Relation to the Plateau illusion
As early as 1829, Jean Plateau described a dynamic form of amodal completion that was a literal form of the Biblical metaphor of the “camel passing through the eye of a needle.” A silhouette (the camel) is passed behind a narrow vertical slit (the needle), such that the viewer only sees the upper and lower boundary points through the slit at any given moment in time. Cumulation of their positions over time can recover the full profile of the silhouette in perception, even though it never existed on the retina, constituting a dynamic form of amodal completion developed before the concept of amodal completion had been enunciated by Michotte et al. (1964) over a century later. Plateau’s focus was on the compressive distortion of the form perceived under these conditions (termed the anorthoscopic effect), but no such distortion is evident in the inverse version described here, underlining a core difference between the two effects.

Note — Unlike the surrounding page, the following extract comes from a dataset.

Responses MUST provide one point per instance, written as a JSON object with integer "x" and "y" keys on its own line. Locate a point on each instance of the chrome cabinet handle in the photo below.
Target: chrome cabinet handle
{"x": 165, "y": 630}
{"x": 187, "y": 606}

Michotte A., Thinès G., Crabbé G. (1964). Les compléments amodaux des structures perceptives [Amodal completions of perceptual structures]. Louvain, Belgium: Publications Universitaires, Studia Psychologica.
Plateau J. (1829). Sur quelques propriétés des impressions produites par la lumière sur l’organe de la vue [On several properties of the impressions produced by light on the organ of vision] (Dissertation). University of Liège, Belgium.